Türkiye’de olmayan ayrımcılık yasağı
IHOP’tan Feray Salman ise Türkiye’de olmayan ayrımcılık yasasını ve bu yasanın taslağına dair sivil toplum çalışmalarını ve hükümet müdahalelerini anlattı.
IHOP’un 2008’den beri ayrımcılıkla mücadele yasa taslağı için çalıştığını söyleyen Salman, sivil toplumla müzakerelerin ardından taslağın kamu idaresine sunulduğunu, ancak kamudan çıkan yasa tasarısının eksik ve sivil toplumun memnun kalmadığı bir hale getirildiğini belirtti.
Türkiye’de Anayasa, Türk Ceza Kanunu, İş Kanunu, Engelliler Hakkında Kanun, Siyasi Partiler Kanunu ve Milli Eğitim Kanunu’nda ayrımcılıkla ilgili maddeleri tek tek ele alan Salman, ayrımcılıkla mücadeleyi kapsayan tek kanunun Engelliler Hakkında Kanun olduğunu vurguadı.
Diğer kanunların ayrımcılıkla ilgili muğlak, dolayısıyla uygulanamayacak maddeler içerdiğini söyleyen Salman şöyle konuştu:
“Yasalarda tanımlar ya yok ya da çok muğlak. Tanımlar olmadığı için TCK’nın en az kullanılan maddesi ayrımcılık yasağını içeren 122. Maddesi. Bunun temel nedeni ise Türkiye’de ayrımcılığın olmadığını iddia eden ve yaygınlaştırılmış bir anlayış olması.
“Türkiye, BM’nin Irk Ayrımcılı Komitesi’ne yazdığı raporda, ‘Türkiye’de ayrımcılık yapılmaz, herkes eşittir, Türk toplumu toleranslıdır’ diye cümlelere yer verilmişti.

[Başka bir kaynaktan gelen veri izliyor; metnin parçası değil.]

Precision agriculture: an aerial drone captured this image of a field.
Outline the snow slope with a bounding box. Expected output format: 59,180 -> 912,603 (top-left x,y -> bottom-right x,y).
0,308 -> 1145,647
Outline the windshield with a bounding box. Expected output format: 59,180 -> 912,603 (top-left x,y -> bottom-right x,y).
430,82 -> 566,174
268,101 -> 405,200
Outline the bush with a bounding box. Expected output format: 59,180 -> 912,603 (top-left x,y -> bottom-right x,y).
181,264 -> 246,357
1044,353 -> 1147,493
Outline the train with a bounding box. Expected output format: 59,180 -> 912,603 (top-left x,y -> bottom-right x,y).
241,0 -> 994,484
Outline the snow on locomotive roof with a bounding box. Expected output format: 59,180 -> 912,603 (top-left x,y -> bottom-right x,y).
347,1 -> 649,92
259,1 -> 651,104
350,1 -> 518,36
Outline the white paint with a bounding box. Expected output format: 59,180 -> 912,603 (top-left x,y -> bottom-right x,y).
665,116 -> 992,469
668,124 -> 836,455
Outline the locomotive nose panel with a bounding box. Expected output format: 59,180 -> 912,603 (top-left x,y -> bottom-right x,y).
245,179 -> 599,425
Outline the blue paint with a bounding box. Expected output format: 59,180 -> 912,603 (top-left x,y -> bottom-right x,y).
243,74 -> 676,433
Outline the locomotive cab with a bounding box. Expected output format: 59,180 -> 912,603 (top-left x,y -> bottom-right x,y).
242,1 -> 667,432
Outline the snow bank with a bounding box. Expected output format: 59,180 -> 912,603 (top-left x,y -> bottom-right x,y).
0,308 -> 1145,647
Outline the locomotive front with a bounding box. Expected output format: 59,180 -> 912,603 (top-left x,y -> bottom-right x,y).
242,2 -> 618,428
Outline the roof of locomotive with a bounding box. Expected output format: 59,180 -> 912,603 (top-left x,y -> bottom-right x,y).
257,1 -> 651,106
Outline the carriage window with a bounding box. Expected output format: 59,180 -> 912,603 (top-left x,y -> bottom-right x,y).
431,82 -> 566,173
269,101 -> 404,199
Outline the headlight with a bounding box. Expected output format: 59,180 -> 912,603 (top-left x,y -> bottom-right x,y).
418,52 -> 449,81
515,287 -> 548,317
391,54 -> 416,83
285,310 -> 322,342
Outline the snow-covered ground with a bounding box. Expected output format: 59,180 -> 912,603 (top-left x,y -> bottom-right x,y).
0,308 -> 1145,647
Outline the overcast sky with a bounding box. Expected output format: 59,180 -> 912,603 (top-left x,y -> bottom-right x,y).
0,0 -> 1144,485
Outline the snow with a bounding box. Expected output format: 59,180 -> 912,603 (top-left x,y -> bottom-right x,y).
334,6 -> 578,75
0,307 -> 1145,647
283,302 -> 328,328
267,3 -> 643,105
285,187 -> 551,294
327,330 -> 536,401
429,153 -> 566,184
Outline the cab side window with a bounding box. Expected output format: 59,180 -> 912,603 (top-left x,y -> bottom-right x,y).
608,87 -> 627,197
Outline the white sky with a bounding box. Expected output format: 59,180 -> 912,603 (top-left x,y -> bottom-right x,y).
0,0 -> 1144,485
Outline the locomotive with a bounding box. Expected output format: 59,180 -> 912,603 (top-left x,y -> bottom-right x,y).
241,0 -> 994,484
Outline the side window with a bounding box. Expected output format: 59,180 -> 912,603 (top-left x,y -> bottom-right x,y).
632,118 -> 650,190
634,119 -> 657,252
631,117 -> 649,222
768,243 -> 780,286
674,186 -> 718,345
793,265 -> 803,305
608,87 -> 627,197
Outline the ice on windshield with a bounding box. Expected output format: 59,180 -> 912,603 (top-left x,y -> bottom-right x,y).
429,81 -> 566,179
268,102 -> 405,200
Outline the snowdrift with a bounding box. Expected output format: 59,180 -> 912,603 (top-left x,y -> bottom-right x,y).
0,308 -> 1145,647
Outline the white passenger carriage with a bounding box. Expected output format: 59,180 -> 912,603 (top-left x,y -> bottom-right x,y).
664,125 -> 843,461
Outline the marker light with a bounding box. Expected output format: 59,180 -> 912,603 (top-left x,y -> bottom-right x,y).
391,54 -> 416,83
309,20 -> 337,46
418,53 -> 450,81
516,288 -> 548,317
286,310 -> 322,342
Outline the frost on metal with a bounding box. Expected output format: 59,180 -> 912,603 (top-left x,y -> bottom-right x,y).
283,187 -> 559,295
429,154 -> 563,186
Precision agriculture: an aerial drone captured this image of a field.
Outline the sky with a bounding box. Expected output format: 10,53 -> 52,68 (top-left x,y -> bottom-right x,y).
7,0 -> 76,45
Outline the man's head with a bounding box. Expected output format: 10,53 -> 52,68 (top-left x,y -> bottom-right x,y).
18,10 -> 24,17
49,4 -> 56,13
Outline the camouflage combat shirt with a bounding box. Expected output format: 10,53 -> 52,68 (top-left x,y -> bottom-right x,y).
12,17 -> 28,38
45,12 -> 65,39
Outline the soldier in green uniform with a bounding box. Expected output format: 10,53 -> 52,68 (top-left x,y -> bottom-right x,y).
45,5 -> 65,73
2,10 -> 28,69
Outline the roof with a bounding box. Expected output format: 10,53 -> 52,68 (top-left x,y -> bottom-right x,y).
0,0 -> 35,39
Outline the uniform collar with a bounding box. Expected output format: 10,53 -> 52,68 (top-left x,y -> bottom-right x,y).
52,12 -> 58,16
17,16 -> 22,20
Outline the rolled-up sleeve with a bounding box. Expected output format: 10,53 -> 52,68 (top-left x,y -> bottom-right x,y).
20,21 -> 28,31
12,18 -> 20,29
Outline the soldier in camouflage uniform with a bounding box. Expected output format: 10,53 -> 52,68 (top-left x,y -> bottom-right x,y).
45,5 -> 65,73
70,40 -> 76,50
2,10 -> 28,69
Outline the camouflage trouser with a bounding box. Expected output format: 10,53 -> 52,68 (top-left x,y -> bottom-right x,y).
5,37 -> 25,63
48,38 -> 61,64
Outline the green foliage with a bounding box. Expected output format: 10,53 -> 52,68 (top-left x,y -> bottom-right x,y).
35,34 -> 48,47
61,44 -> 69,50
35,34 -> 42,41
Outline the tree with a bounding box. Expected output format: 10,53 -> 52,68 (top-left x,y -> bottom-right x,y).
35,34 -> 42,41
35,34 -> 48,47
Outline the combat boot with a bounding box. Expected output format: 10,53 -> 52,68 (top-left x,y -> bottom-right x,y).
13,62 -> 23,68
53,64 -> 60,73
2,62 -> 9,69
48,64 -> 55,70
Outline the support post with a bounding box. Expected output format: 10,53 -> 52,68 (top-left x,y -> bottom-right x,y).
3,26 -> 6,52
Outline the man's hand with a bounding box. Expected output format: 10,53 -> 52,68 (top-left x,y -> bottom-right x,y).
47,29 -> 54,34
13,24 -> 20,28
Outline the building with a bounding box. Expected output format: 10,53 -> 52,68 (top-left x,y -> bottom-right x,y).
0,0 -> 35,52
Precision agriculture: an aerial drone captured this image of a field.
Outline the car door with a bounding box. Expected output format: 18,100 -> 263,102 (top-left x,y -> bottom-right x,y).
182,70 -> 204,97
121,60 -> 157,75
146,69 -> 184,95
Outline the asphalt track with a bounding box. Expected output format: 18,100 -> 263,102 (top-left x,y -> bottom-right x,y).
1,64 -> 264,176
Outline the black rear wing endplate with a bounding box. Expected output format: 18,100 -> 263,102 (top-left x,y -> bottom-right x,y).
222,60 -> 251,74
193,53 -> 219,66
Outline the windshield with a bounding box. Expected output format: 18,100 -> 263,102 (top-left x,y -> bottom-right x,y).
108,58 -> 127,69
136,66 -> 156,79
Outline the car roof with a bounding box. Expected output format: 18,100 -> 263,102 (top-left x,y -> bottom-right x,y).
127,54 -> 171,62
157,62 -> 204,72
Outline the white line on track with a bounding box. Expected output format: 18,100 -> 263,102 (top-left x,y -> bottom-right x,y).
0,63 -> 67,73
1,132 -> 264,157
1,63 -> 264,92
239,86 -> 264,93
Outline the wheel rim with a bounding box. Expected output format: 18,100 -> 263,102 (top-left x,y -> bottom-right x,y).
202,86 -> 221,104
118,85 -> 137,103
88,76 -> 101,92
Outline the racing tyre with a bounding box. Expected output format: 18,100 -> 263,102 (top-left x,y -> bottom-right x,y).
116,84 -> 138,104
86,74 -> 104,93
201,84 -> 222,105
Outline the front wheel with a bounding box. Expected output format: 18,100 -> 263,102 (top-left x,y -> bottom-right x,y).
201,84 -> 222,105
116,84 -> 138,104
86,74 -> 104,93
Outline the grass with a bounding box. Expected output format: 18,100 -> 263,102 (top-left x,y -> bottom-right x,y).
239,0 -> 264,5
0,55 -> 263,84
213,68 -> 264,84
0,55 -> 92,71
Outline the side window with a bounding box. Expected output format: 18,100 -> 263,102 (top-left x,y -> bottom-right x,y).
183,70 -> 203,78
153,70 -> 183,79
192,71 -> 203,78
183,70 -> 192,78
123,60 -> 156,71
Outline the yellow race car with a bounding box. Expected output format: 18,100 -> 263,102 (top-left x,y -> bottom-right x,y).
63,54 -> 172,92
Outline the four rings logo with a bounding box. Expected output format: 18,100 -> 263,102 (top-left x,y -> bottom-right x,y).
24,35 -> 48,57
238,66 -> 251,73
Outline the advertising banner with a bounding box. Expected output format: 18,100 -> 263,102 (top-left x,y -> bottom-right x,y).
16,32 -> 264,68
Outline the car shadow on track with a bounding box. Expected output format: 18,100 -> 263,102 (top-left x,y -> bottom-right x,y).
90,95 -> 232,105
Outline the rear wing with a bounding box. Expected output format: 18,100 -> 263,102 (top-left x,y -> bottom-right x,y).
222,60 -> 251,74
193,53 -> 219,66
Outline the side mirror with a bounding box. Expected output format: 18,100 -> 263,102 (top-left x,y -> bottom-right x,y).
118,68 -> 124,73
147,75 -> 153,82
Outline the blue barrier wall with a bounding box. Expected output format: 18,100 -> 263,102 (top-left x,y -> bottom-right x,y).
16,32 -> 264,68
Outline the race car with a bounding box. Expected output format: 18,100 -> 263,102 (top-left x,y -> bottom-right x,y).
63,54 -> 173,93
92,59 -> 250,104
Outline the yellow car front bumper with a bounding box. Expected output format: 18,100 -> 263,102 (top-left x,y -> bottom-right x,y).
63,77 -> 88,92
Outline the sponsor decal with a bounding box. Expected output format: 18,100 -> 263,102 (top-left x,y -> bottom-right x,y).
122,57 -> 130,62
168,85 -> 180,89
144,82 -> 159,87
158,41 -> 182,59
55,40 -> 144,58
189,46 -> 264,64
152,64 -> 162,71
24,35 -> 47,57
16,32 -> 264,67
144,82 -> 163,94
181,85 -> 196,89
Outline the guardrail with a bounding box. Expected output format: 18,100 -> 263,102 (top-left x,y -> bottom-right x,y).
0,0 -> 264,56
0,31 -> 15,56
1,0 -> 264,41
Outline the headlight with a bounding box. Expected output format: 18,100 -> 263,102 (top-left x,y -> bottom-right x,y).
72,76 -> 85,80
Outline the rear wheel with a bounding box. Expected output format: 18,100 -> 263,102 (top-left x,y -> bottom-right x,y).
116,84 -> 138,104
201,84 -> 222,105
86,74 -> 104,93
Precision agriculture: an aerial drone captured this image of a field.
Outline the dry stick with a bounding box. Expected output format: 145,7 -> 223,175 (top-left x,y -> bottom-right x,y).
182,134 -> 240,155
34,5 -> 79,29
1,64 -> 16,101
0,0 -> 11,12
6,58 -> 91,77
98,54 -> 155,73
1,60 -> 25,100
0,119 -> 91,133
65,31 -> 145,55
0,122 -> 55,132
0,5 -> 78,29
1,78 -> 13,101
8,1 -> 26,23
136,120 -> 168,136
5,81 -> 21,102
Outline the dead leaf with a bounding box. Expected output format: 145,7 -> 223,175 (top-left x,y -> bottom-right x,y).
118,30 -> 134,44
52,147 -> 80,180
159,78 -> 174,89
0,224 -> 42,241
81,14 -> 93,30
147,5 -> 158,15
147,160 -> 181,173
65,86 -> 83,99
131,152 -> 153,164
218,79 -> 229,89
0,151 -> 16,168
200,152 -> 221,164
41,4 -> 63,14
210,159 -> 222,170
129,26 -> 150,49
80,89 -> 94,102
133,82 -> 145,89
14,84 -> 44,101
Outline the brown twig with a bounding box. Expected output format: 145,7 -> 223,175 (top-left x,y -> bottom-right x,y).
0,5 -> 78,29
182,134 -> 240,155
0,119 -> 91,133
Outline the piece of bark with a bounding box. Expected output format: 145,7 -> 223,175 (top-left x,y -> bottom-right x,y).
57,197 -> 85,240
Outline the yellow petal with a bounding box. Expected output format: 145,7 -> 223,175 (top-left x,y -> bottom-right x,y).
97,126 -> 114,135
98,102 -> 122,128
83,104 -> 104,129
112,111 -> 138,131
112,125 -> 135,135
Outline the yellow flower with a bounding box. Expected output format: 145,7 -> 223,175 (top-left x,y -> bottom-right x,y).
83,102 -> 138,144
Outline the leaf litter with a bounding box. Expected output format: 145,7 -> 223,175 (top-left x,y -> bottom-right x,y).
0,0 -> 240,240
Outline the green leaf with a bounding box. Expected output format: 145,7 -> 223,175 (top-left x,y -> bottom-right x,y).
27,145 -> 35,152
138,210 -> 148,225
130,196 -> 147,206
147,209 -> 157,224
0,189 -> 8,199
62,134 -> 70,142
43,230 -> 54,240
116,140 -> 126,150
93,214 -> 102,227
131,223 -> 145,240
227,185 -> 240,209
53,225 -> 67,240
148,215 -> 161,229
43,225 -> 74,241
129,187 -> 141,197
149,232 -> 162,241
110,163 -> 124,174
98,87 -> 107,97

“Bir diğer sorun, anayasada iç hukuktan üstün olduğu söylenen uluslararası sözleşmelerin uygulanmaması ve yasalara aktarılmaması. Bu nedenle, yasalarla uluslararası sözleşmeler arasındaki çelişkileri ortaya çıkarma görevi mağdurlara ve avukatlara düşüyor; ve çok az hakim bu çelişkiyi tartışmaya açıyor. Oysa ki Türkiye dokuz BM sözleşmesinden sekizini onayladı. Bu sözleşmelerin her birinde ayrımcılık yasaklanıyor.”
Salman, kadının kendi soyadını kullanmadı ve din dersi gibi konularda AİHM ve AYM kararlarına rağmen yasların değişmediğini hatırlattı.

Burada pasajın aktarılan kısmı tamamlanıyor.